In the rest of the world, the U.S. and Obama generally fare better.
The 6 in 10 in Germany and Spain who view the U.S. favorably has doubled from the lows reached under Bush. The U.S. image is also significantly better than it was under Bush in Russia, China, France, Argentina, South Korea and Japan. Obama is broadly supported, but the percentages expressing confidence in him have ebbed in 14 countries polled.
In only five countries do majorities think the U.S. considers other nations when setting its foreign policy. Support for U.S. anti-terrorism efforts and Obama’s handling of economic problems is generally strong, but there is significant opposition to American involvement in Afghanistan and little faith that a stable government will emerge in Iraq.
The poll also found that:
_In the seven Muslim nations polled, the portion of Muslims saying suicide attacks are sometimes justified ranged from 39 percent in Lebanon to 5 percent in Turkey. Nowhere did Muslims give majority support to Osama bin Laden or his al-Qaida terrorist group.
_In every nation but Poland, China and Brazil, most are unhappy with how things are going in their country, though dissatisfaction has grown in only three countries in the past year. Attitudes about each country’s economic situation are similarly negative, though a bit brighter than a year ago.
_Nine in 10 Chinese are happy with their country’s economy, by far the highest mark of any nation polled. China is seen more positively than negatively in 15 countries, and in eight countries China is viewed as the world’s leading economic power – up from two who said so last year.

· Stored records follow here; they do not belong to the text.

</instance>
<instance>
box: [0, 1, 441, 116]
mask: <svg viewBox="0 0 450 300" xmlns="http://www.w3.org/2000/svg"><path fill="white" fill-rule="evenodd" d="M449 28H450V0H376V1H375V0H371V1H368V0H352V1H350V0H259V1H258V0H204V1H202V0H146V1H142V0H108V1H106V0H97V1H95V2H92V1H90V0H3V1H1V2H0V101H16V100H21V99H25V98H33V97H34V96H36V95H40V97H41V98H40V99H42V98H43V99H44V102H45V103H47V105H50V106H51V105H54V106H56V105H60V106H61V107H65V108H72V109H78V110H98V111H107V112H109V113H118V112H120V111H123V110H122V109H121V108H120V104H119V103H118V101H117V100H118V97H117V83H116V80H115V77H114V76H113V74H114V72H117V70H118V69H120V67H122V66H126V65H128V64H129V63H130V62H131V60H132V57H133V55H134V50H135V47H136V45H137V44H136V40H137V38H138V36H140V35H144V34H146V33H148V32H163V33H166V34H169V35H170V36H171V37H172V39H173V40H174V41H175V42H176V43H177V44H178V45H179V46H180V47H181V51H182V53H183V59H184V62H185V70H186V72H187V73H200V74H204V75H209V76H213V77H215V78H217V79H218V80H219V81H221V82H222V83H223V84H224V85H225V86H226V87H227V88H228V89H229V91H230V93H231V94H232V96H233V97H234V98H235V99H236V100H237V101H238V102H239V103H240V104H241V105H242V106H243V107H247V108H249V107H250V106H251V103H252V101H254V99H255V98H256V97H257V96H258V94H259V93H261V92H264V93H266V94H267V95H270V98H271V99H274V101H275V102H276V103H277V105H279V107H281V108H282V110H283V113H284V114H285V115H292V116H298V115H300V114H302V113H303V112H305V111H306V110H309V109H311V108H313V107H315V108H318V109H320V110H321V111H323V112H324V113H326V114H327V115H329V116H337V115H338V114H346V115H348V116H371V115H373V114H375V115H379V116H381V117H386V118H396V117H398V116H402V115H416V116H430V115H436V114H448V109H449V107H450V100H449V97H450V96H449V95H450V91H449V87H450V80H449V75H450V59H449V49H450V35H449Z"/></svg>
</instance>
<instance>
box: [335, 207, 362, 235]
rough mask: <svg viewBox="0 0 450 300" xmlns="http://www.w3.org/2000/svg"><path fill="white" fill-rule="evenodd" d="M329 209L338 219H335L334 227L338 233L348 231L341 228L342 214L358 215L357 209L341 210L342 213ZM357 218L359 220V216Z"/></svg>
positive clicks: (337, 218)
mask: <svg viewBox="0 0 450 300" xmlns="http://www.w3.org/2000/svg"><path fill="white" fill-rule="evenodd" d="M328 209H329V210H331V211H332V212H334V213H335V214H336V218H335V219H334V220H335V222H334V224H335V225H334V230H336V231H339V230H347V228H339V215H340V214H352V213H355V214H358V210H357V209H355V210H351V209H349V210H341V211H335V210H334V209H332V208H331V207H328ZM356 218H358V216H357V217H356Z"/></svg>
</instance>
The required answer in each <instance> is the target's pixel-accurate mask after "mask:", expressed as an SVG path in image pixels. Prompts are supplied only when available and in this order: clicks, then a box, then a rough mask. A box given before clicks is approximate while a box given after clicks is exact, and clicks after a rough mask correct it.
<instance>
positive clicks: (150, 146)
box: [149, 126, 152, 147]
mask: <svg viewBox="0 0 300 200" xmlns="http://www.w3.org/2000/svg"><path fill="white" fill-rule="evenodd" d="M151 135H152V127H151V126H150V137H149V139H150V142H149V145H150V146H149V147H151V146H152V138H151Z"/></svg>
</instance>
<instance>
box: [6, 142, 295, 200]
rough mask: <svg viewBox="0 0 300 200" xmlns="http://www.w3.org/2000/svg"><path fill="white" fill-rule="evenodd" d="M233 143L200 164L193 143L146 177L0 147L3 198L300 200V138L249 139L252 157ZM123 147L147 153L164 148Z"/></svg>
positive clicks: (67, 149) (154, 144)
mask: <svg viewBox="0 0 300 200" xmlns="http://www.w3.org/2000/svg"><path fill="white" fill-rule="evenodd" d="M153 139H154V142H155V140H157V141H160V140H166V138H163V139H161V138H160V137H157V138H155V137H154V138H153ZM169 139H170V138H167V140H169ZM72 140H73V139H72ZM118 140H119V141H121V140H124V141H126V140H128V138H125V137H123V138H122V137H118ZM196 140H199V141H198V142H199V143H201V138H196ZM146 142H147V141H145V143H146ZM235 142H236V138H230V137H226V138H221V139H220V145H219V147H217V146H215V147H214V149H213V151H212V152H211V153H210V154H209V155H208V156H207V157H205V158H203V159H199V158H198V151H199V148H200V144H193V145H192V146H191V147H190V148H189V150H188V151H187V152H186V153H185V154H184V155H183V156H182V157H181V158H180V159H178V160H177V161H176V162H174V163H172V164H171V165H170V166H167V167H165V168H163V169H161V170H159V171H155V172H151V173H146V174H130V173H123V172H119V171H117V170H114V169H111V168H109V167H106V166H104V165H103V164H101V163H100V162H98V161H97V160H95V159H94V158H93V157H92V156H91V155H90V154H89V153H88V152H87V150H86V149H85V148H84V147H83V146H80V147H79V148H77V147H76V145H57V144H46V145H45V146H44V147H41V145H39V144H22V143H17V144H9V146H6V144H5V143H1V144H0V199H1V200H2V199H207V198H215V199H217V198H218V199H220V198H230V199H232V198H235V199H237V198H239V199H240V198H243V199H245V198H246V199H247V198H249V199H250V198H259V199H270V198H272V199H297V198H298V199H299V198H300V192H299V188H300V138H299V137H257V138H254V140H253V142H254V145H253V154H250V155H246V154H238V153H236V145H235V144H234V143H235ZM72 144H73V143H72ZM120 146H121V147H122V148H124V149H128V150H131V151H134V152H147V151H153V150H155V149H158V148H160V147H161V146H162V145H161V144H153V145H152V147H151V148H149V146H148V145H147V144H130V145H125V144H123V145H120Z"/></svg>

_Only in Pakistan does a majority favor Iran having nuclear weapons. In most countries, economic sanctions against Iran’s nuclear program get higher support than military action. But significant numbers are prepared for a showdown: In 16 countries, more people who oppose Iran’s nuclear program consider stopping Tehran from getting such weapons more important than avoiding a military conflict.
_More people in every country except Egypt and Jordan said the environment should be a priority, even at the cost of economic growth and jobs. But only in nine countries are half or more willing to pay higher prices to address global warming.
Well there you have it folks. I don’t envy Obama, but he has to take control and show where his interests truly are, because the ambiguity is eating away at everyone’s patience. The more the US flails, the more China, Brazil and Russia gain the upper hand on the world stage. Obama has to lead, and lead with tenacity, otherwise, what was all the fuss for?